Yo fui una de esas tantas adolescentes que se encontró metida en un lugar donde no recordaba haber querido entrar.

Soy hija de supernumerarios; eso quiere decir que de pequeña mis padres me llevaron a un Club. Eso tenía sus ventajas; había actividades y manualidades, excursiones y cursos de verano (hoy puede no resultar fascinante, pero en aquellas épocas no había mucho donde elegir). Había un lugar donde una podía meterse a pintar (cosa difícil de encontrar en una casa de familia numerosa) y chicas mayores que yo, con las que en general me entendía mejor que con las de mi edad. Eso sí, de vez en cuando alguna me preguntaba ¿Cuántos años tienes?, y cuando yo decía: “doce” o “trece”, meneaban la cabeza y decían: “claro, es que pareces mayor”. En fin, el tiempo pasa y al fin llegué a los catorce.

Además, en fase religiosa; a los trece años, en un periodo de pasión por Darwin y los fósiles, yo había llegado a la conclusión de que lo de Adán y Eva era mentira y, por tanto, lo de Dios también; pero a los catorce estaba en plena mística romántica (la pubertad, entre otras cosas).

Por aquella época apareció M. Era estudiante de Bellas Artes, empezó a ir a buscarme a la salida del colegio, y nos hicimos amigas. De verdad que sí, que aparte del “proselitismo” M. era sinceramente mi amiga; a pesar de la diferencia de edad, las dos amábamos la pintura y la poesía, hablábamos el mismo lenguaje. Para mí, descubrir que había más gente como yo, que no era un bicho tan raro, realmente me abrió el mundo. La recuerdo con cariño y tristeza ¿qué habrá sido de ella?

M. era numeraria “de plantilla”. Me hice amiga también de dos adscritas, P. y A. Claro que yo no lo sabía. Lo que sabía es que eran gente de mi mundo, con las que podía hablar de cosas “importantes”; chicas que no estaban obsesionadas por lucir modelitos y pescar un novio, con las que ir de vinos por el casco antiguo, leer poesías… Siempre me había sentido fuera de lugar con las niñas de mi edad, y por fin encontraba a “mi gente”.

Pero no del todo. Algo había, que a mí me dejaba fuera. Por eso yo me esforzaba en hacer ver que era una de ellas, y cuando finalmente hice los catorce y medio, pitar fue lo más natural. En una excursión, durante una charla con P. , yo hice un comentario cómplice sobre algo que había dicho “el Padre”, y al día siguiente la Directora de la Casa me propuso la entrada.

No recuerdo cómo fue exactamente. Lo que si tengo claro es que no sabía dónde me estaba metiendo. Yo tenía la sensación de que aquello era algo así como las “Montañeras de Santa María”, algo a “tiempo parcial”. Desde luego, no elegí si quería ser numeraria o otra cosa; eso lo dieron por sentado, y fue después, poco a poco, cuando fui tomando conciencia de en qué consistía la vocación que habían elegido para mí.
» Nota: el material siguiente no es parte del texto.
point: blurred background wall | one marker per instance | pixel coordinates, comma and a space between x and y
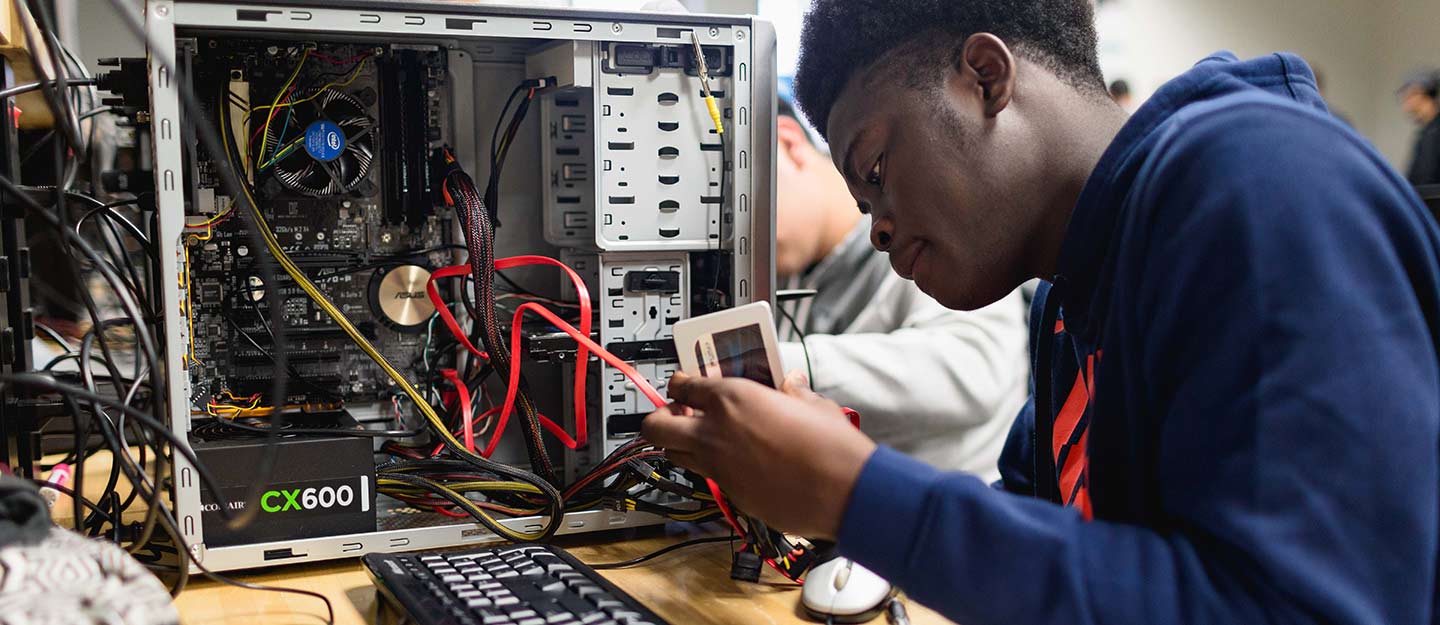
1361, 48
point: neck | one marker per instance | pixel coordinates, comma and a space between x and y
840, 218
1080, 131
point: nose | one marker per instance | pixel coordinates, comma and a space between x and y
882, 234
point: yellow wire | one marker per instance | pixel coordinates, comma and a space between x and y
186, 282
339, 317
331, 85
278, 95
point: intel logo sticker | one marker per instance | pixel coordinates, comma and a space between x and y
324, 141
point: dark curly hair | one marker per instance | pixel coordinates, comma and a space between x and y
846, 36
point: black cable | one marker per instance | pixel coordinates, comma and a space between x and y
327, 432
661, 552
480, 236
810, 370
49, 383
55, 337
69, 493
127, 301
209, 138
270, 354
38, 85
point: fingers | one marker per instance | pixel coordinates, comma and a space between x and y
797, 385
697, 392
671, 429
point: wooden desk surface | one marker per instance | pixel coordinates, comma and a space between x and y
687, 586
690, 586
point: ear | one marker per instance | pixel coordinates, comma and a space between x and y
792, 140
988, 61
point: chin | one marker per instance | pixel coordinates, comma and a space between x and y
965, 297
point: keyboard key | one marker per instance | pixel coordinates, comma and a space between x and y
530, 585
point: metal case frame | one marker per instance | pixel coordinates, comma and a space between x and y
750, 235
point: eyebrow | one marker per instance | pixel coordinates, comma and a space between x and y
848, 162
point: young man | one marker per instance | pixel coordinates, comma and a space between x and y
1237, 409
1420, 101
966, 373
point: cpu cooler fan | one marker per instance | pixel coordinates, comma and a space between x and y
336, 151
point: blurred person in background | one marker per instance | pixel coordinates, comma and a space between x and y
938, 385
1420, 100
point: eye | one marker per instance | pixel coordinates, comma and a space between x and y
876, 172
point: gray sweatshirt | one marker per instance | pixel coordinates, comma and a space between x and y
939, 385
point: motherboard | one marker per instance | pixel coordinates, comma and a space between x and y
336, 140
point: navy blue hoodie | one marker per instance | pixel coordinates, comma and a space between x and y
1239, 372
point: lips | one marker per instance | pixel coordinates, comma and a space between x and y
905, 262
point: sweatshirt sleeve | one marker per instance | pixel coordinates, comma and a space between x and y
961, 382
1293, 378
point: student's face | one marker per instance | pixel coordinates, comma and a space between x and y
802, 192
949, 187
1419, 105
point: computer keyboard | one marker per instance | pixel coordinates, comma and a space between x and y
513, 585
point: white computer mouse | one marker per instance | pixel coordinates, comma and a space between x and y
844, 592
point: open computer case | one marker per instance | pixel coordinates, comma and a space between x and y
617, 170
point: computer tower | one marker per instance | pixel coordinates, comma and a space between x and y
617, 170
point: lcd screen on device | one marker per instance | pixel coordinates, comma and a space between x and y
740, 353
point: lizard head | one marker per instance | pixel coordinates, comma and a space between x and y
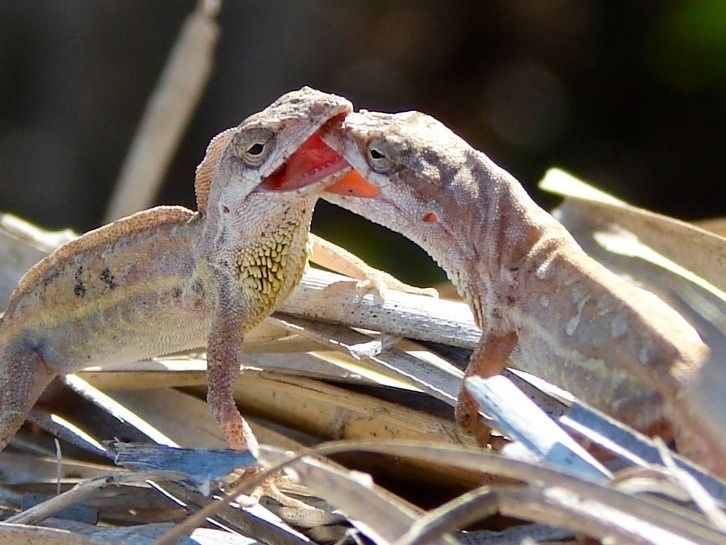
417, 165
276, 148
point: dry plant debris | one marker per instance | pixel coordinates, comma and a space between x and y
372, 375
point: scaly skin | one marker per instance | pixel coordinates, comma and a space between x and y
168, 279
538, 298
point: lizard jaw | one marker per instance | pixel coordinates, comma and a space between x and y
315, 162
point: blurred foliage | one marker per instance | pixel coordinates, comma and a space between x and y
628, 95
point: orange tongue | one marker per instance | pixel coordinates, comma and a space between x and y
354, 184
312, 162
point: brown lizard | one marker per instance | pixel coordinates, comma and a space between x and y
537, 297
169, 279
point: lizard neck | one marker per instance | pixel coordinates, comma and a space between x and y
262, 254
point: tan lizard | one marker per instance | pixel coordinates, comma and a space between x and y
169, 279
537, 297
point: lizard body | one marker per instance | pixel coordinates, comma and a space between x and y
537, 297
169, 279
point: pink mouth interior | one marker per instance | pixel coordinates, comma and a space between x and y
313, 161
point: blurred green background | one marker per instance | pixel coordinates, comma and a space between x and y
628, 95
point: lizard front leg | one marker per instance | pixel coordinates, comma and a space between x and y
224, 359
487, 360
23, 377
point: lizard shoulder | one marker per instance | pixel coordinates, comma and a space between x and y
135, 223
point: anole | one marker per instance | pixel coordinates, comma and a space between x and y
169, 279
538, 298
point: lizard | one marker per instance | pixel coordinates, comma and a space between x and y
534, 293
168, 279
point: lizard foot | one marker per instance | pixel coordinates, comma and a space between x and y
269, 489
378, 282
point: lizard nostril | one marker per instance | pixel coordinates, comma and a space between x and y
430, 217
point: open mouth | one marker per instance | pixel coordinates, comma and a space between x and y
315, 161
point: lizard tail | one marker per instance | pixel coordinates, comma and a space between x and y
23, 377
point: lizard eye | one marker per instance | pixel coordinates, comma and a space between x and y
382, 157
253, 146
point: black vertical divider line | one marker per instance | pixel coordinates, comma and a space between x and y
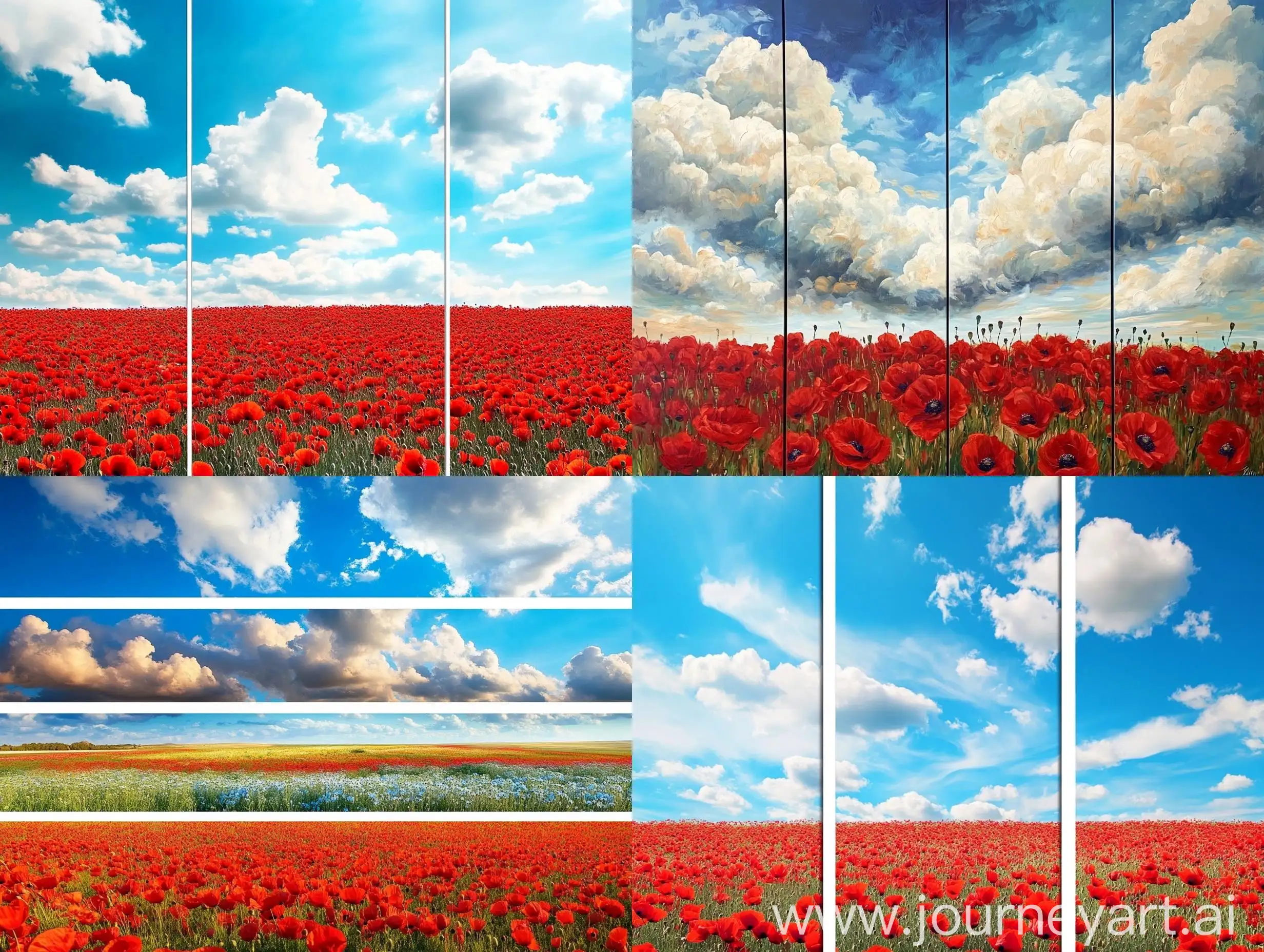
785, 253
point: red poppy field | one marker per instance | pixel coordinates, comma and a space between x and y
91, 392
1190, 411
541, 391
897, 882
322, 887
1199, 866
725, 885
320, 391
880, 406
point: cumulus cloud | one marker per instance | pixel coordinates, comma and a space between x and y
328, 656
511, 539
722, 798
874, 708
62, 663
797, 793
908, 806
238, 528
1233, 782
267, 166
952, 588
1127, 582
540, 195
95, 506
353, 266
512, 251
507, 115
1028, 620
64, 36
881, 500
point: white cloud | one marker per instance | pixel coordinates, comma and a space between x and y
952, 588
763, 611
239, 528
870, 707
93, 505
981, 809
357, 127
908, 806
605, 9
506, 115
267, 166
1127, 582
1233, 782
973, 665
1196, 625
508, 539
1027, 619
881, 500
333, 270
718, 797
1196, 697
40, 657
64, 36
540, 195
697, 774
798, 792
93, 241
512, 251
Eso es lo que me parece más escandaloso de todo este montaje, montaje de secta pura y dura. No solo no es de recibo proponer una decisión de ese tipo a una niña de catorce años y medio, cuando ¿qué sabes del mundo y la vida? ¿cómo se puede elegir una vida de celibato a los catorce y medio? Es que ni siquiera te presentaban un panorama claro de a qué te estabas comprometiendo: hermosas y vagas palabras de entrega a Dios, de amor y generosidad. Amor a Dios en medio del mundo; no celibato, vivir en una casa de la Obra, sacrificar tu profesión, renunciar a tener amigas, a tener intimidad, a elegir tus libros. Amor y entrega, no religiosidad burocrática de normas a horas fijas, no cilicios y disciplinas, y control de la correspondencia, y dormir en tabla. Todo eso te lo van diciendo luego, poco a poco, (“el plano inclinado”), y te lo van sacando como lo más natural, como si tu lo hubieras sabido desde el principio, porque esa es la vocación que “tú” has elegido. Si en algún momento tienes alguna duda, es una tentación del demonio: sobre Fé, Pureza y Vocación, no hay que pensar, cualquier duda viene del demonio. Y tú, por muy precoz y muy lista que te creyeras, no eres más que una niña de catorce y medio, de quince, y cada vez estás más atrapada en la telaraña. Todavía hoy, treinta cinco años después, me admira que fuera capaz de salirme de ella.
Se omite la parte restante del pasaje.